In other business, the board:
•Approved 5-0 the process by which food service employees will eventually work for Chartwells rather than for the district. Current food service employees will be district employees as long as they are working for the district. When they leave the district, their replacements will be hired by Chartwells which now runs the district’s food service.
"I don't think we'll notice too much difference for a couple of years," Campbell said, "but over time this will be a benefit to the district." Campbell said he would keep BOE members posted each year on the number of food service workers at the school who remain as district employees.
•Voted 5-0 to increase substitute teacher pay to $80 per day to be competitive with pay scales in other area school districts.
•Approved 5-0 a market advertising agreement with the Kansas Army National Guard and to accept the $25,000 donation from them which is being used to renovate and equip the high school weight room facilities. The board reviewed the agenda for advertising submitted by the KSARNG, which will provide for more student engagement and interaction opportunities. This will include social media and presence on campus during school hours and school sanctioned events.

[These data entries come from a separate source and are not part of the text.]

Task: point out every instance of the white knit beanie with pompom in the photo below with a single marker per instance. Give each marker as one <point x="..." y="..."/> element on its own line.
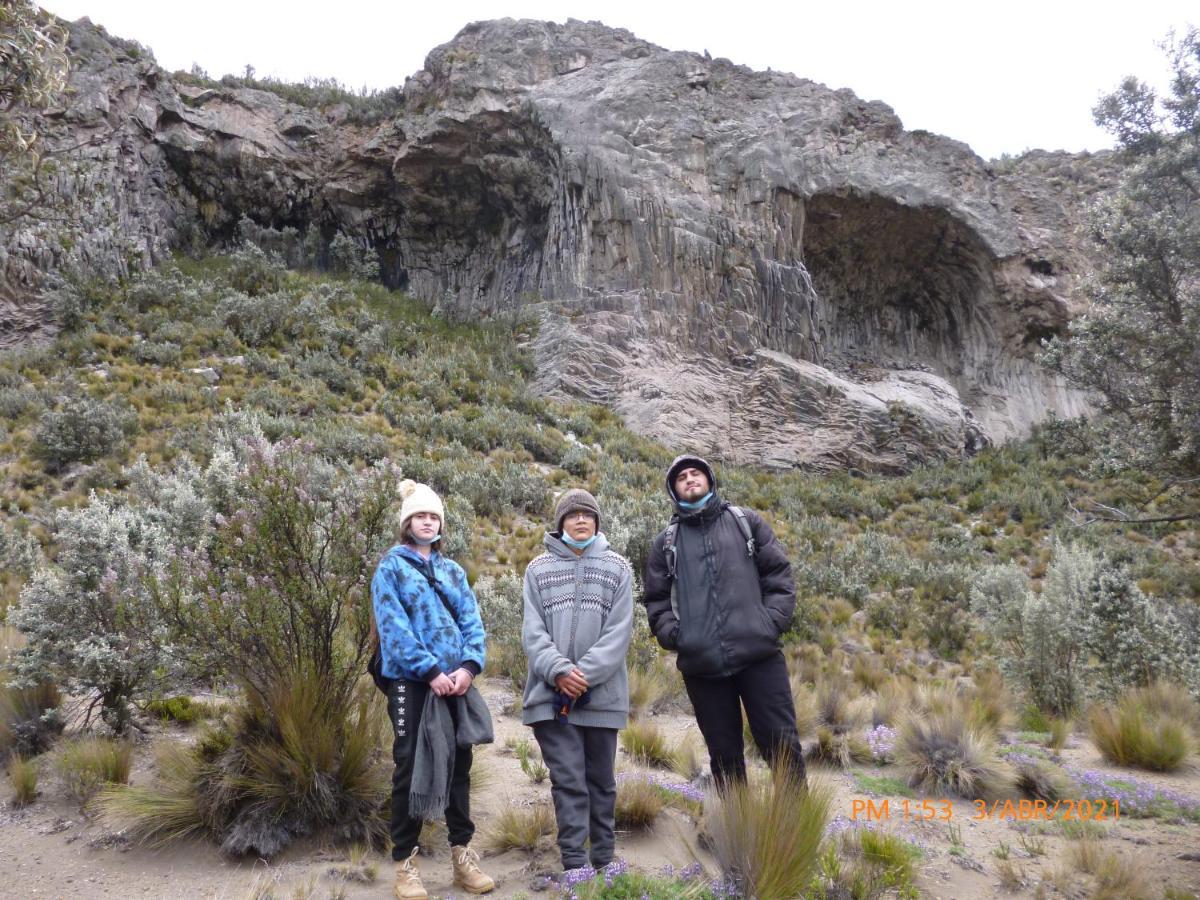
<point x="418" y="498"/>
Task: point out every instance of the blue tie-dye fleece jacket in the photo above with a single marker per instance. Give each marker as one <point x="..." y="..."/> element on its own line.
<point x="418" y="636"/>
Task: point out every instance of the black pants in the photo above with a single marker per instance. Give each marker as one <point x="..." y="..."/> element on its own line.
<point x="406" y="702"/>
<point x="583" y="784"/>
<point x="763" y="689"/>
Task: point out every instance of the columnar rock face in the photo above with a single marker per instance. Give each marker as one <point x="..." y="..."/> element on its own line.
<point x="743" y="263"/>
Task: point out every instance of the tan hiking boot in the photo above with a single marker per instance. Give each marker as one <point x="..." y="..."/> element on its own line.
<point x="408" y="880"/>
<point x="467" y="874"/>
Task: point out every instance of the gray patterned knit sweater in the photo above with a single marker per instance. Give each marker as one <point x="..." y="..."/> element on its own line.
<point x="579" y="611"/>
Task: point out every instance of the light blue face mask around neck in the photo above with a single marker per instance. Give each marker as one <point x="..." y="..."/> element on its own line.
<point x="577" y="545"/>
<point x="696" y="504"/>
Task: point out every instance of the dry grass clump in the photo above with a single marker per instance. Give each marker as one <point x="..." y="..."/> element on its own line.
<point x="645" y="689"/>
<point x="805" y="703"/>
<point x="269" y="775"/>
<point x="766" y="833"/>
<point x="838" y="749"/>
<point x="684" y="757"/>
<point x="645" y="742"/>
<point x="869" y="671"/>
<point x="1169" y="701"/>
<point x="88" y="765"/>
<point x="946" y="753"/>
<point x="1115" y="875"/>
<point x="520" y="828"/>
<point x="23" y="778"/>
<point x="1060" y="731"/>
<point x="639" y="803"/>
<point x="1135" y="736"/>
<point x="867" y="864"/>
<point x="891" y="702"/>
<point x="835" y="709"/>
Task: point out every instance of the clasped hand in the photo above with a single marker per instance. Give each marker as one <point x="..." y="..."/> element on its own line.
<point x="573" y="683"/>
<point x="454" y="684"/>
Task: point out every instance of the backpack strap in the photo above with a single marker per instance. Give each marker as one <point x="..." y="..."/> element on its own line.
<point x="669" y="537"/>
<point x="739" y="516"/>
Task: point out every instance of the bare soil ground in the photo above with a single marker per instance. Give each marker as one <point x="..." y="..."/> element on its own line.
<point x="53" y="850"/>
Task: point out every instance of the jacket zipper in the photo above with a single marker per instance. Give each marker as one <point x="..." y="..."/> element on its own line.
<point x="575" y="611"/>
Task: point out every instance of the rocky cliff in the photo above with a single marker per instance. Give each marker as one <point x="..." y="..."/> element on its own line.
<point x="744" y="263"/>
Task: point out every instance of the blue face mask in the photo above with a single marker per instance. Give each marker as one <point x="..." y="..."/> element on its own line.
<point x="577" y="545"/>
<point x="696" y="504"/>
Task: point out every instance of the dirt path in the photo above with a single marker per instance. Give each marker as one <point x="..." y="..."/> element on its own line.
<point x="52" y="850"/>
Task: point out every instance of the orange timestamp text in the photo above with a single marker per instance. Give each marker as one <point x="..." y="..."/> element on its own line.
<point x="1023" y="810"/>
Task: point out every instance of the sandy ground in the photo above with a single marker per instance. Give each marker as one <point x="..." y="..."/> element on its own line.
<point x="53" y="850"/>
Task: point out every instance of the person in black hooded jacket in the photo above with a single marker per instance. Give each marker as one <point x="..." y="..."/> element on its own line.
<point x="720" y="593"/>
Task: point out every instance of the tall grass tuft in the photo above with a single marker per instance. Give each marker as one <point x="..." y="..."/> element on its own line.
<point x="684" y="757"/>
<point x="520" y="828"/>
<point x="172" y="808"/>
<point x="639" y="803"/>
<point x="766" y="833"/>
<point x="946" y="754"/>
<point x="29" y="717"/>
<point x="841" y="750"/>
<point x="645" y="742"/>
<point x="645" y="689"/>
<point x="88" y="765"/>
<point x="1133" y="736"/>
<point x="277" y="771"/>
<point x="23" y="778"/>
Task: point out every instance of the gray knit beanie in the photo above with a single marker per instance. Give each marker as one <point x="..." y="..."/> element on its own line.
<point x="574" y="501"/>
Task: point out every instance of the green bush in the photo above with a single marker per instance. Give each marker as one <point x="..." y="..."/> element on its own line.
<point x="79" y="430"/>
<point x="88" y="765"/>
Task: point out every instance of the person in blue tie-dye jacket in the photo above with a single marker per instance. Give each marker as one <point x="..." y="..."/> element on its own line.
<point x="431" y="639"/>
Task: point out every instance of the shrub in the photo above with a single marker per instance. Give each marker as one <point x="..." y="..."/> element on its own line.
<point x="1041" y="637"/>
<point x="520" y="828"/>
<point x="285" y="588"/>
<point x="89" y="763"/>
<point x="766" y="833"/>
<point x="90" y="622"/>
<point x="23" y="778"/>
<point x="30" y="719"/>
<point x="502" y="609"/>
<point x="79" y="430"/>
<point x="1132" y="637"/>
<point x="945" y="754"/>
<point x="1132" y="736"/>
<point x="181" y="709"/>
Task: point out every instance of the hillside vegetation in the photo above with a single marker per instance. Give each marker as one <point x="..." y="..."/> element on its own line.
<point x="202" y="472"/>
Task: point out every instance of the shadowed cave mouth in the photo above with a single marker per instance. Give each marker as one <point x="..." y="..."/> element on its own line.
<point x="898" y="286"/>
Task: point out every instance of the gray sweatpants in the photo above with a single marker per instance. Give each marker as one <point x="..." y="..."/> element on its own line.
<point x="582" y="781"/>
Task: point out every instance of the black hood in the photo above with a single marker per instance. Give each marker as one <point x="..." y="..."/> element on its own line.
<point x="689" y="461"/>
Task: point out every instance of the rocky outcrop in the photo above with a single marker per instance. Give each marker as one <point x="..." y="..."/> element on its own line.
<point x="739" y="262"/>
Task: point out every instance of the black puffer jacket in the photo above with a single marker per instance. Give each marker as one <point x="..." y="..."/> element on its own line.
<point x="730" y="609"/>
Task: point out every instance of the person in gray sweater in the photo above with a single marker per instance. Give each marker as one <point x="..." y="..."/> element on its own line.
<point x="579" y="616"/>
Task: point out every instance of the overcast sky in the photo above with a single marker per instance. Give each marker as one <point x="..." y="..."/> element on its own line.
<point x="1003" y="77"/>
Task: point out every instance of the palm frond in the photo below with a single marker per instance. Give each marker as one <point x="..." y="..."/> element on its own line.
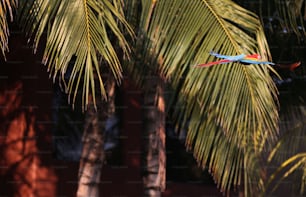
<point x="231" y="107"/>
<point x="6" y="10"/>
<point x="289" y="153"/>
<point x="80" y="29"/>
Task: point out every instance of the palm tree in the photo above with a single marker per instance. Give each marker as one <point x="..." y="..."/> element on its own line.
<point x="230" y="109"/>
<point x="229" y="127"/>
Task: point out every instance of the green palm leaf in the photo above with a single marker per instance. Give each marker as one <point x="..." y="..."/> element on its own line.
<point x="289" y="153"/>
<point x="80" y="29"/>
<point x="6" y="8"/>
<point x="230" y="108"/>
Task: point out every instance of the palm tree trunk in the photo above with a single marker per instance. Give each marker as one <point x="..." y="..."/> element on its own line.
<point x="153" y="155"/>
<point x="93" y="155"/>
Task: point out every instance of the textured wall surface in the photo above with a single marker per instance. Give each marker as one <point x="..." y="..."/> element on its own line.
<point x="27" y="165"/>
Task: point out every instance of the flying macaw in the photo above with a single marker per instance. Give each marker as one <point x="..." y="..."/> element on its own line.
<point x="246" y="59"/>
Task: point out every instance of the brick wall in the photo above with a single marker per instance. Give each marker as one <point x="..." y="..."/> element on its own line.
<point x="27" y="166"/>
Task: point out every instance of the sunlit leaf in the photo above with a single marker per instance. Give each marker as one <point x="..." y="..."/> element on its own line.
<point x="230" y="109"/>
<point x="83" y="29"/>
<point x="6" y="12"/>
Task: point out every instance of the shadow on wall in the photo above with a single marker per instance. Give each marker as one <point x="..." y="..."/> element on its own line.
<point x="22" y="172"/>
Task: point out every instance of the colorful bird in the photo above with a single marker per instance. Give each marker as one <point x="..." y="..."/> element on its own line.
<point x="246" y="59"/>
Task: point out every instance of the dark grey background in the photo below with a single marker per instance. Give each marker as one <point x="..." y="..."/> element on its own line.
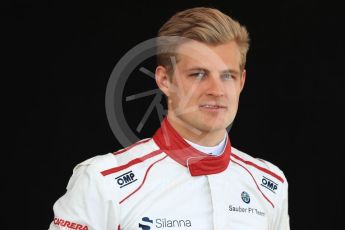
<point x="291" y="110"/>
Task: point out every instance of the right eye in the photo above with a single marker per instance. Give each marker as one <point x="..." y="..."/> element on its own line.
<point x="199" y="75"/>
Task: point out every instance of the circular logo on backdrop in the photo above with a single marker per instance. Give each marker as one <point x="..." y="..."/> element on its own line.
<point x="245" y="197"/>
<point x="135" y="107"/>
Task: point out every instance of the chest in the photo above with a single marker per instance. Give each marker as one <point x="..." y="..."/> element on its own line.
<point x="172" y="199"/>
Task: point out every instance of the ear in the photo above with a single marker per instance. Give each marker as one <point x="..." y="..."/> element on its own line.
<point x="162" y="79"/>
<point x="243" y="79"/>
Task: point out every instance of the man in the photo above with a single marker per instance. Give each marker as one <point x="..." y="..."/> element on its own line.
<point x="187" y="176"/>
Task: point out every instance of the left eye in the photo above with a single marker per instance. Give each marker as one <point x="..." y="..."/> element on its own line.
<point x="226" y="76"/>
<point x="199" y="74"/>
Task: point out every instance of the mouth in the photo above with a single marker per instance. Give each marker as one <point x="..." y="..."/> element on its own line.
<point x="213" y="107"/>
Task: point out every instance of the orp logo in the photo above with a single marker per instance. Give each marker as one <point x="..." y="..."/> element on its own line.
<point x="125" y="179"/>
<point x="269" y="184"/>
<point x="147" y="225"/>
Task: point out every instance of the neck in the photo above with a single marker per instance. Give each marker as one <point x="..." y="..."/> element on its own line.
<point x="197" y="136"/>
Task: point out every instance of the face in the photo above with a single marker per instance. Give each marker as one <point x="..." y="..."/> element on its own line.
<point x="204" y="91"/>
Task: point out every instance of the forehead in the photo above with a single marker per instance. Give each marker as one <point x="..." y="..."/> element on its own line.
<point x="212" y="57"/>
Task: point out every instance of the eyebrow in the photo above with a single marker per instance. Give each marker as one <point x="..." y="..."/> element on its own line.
<point x="231" y="71"/>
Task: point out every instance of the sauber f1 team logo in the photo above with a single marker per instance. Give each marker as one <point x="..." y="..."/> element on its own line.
<point x="269" y="184"/>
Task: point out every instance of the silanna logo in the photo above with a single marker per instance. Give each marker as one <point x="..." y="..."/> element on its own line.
<point x="125" y="179"/>
<point x="164" y="223"/>
<point x="269" y="184"/>
<point x="147" y="221"/>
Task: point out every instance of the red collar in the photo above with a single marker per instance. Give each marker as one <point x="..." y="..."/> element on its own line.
<point x="198" y="163"/>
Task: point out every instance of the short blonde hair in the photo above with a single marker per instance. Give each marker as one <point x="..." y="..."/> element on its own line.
<point x="206" y="25"/>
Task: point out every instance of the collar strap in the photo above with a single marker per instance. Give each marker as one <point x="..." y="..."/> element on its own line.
<point x="198" y="163"/>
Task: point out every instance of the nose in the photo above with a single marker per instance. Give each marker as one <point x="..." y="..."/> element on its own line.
<point x="214" y="86"/>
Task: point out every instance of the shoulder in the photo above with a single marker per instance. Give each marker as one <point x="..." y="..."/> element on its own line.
<point x="259" y="164"/>
<point x="101" y="163"/>
<point x="268" y="179"/>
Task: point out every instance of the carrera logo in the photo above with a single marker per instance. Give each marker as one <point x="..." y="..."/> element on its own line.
<point x="68" y="224"/>
<point x="125" y="179"/>
<point x="269" y="184"/>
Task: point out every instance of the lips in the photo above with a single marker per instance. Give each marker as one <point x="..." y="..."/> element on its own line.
<point x="212" y="106"/>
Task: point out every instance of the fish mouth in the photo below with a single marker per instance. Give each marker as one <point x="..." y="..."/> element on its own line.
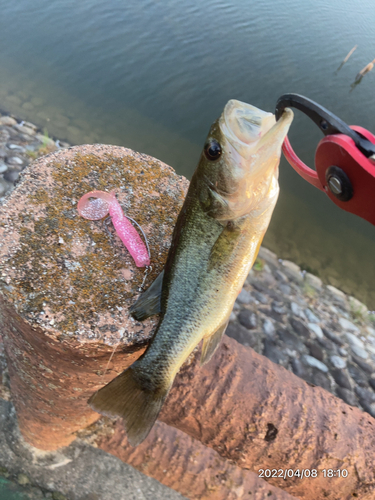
<point x="244" y="125"/>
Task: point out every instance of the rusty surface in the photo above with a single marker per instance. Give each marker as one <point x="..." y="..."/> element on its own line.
<point x="261" y="416"/>
<point x="187" y="466"/>
<point x="65" y="285"/>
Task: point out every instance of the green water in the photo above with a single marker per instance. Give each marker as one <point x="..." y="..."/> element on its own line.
<point x="153" y="76"/>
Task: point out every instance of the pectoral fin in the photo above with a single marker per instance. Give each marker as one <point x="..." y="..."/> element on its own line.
<point x="211" y="343"/>
<point x="225" y="245"/>
<point x="149" y="303"/>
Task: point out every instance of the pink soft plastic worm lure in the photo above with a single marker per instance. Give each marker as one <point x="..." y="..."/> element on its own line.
<point x="105" y="203"/>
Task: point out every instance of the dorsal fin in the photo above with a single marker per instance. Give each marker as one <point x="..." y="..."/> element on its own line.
<point x="149" y="303"/>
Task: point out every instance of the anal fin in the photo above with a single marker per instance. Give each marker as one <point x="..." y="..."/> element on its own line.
<point x="149" y="303"/>
<point x="211" y="343"/>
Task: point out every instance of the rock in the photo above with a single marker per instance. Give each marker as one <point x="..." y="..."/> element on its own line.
<point x="11" y="176"/>
<point x="290" y="339"/>
<point x="8" y="120"/>
<point x="364" y="394"/>
<point x="271" y="314"/>
<point x="14" y="160"/>
<point x="299" y="368"/>
<point x="348" y="325"/>
<point x="342" y="379"/>
<point x="336" y="293"/>
<point x="272" y="352"/>
<point x="358" y="351"/>
<point x="268" y="328"/>
<point x="314" y="328"/>
<point x="367" y="367"/>
<point x="279" y="307"/>
<point x="23" y="479"/>
<point x="300" y="328"/>
<point x="322" y="380"/>
<point x="337" y="362"/>
<point x="3" y="187"/>
<point x="232" y="317"/>
<point x="24" y="130"/>
<point x="30" y="125"/>
<point x="310" y="361"/>
<point x="268" y="256"/>
<point x="16" y="147"/>
<point x="357" y="307"/>
<point x="297" y="310"/>
<point x="280" y="276"/>
<point x="311" y="316"/>
<point x="45" y="140"/>
<point x="247" y="319"/>
<point x="285" y="289"/>
<point x="347" y="395"/>
<point x="260" y="297"/>
<point x="313" y="281"/>
<point x="357" y="375"/>
<point x="316" y="352"/>
<point x="58" y="496"/>
<point x="369" y="407"/>
<point x="372" y="383"/>
<point x="292" y="271"/>
<point x="243" y="335"/>
<point x="332" y="336"/>
<point x="244" y="297"/>
<point x="328" y="345"/>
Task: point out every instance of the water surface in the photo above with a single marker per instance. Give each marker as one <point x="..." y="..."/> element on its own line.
<point x="154" y="75"/>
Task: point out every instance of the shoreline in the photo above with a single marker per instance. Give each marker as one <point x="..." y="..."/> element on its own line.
<point x="289" y="315"/>
<point x="314" y="330"/>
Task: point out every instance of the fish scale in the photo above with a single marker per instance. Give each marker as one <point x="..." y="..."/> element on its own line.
<point x="216" y="239"/>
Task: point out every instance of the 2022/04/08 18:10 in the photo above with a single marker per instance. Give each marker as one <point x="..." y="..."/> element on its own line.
<point x="335" y="473"/>
<point x="301" y="473"/>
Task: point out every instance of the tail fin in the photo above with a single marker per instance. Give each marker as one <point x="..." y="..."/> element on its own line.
<point x="125" y="397"/>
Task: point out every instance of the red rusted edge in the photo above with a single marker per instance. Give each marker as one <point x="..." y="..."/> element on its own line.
<point x="262" y="416"/>
<point x="187" y="466"/>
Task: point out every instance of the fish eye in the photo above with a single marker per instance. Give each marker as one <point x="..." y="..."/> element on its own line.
<point x="212" y="150"/>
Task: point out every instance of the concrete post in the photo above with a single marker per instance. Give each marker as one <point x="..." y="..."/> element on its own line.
<point x="65" y="285"/>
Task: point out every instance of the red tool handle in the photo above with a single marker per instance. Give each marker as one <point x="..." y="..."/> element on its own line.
<point x="339" y="153"/>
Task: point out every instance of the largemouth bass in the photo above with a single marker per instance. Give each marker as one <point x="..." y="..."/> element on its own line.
<point x="215" y="242"/>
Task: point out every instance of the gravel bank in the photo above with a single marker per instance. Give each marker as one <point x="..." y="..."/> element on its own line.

"As we talked about before," Campbell said, "this is something we already do with them and other branches of the military as well as colleges and universities."
In exchange for the donation, the marketing contract is for a school year beginning August 2015 and concluding May 2016.
The district will still have final approval of the guard's marketing involving Winfield schools.
"We'll probably recognize the support we've received from the National Guard during some football and basketball games," Campbell said. "We're very grateful for the gift."
•Discussed BOE goal setting/Kansas Association of School Board report and reviewed new and revised policies as recommended by KASB.
•Voted 5-0 to reinstate a professional learning contract with Catapult Learning for $31,745 for K-5 teacher professional development.
•Heard a report from Assistant Superintendent Mark Littell regarding the Kansas State Department of Education's release of the statewide aggregate assessments results measuring the new KS College and Career Standards. These assessments were taken in Winfield schools during the 2014-2015 school year. Littell warned the board that district results could be down this year.
"This is a new accountability model," Campbell said, "and we are assessing different standards for this first year."
•Learned that the KSDE is now requiring each school district in Kansas to submit a mentoring plan for new teachers and leaders in the district to provide a structured mentoring program that helps districts develop and retain strong teachers. USD 465 will partner with the Kansas Mentoring and Induction Center (KMIC) at Wichita State University for an agreement.
Three USD 465 instructional coaches are currently enrolled in the program. The cost is $3,500 for all three participants, which includes six and a half days of training during the school year. The agreement was unanimously approved.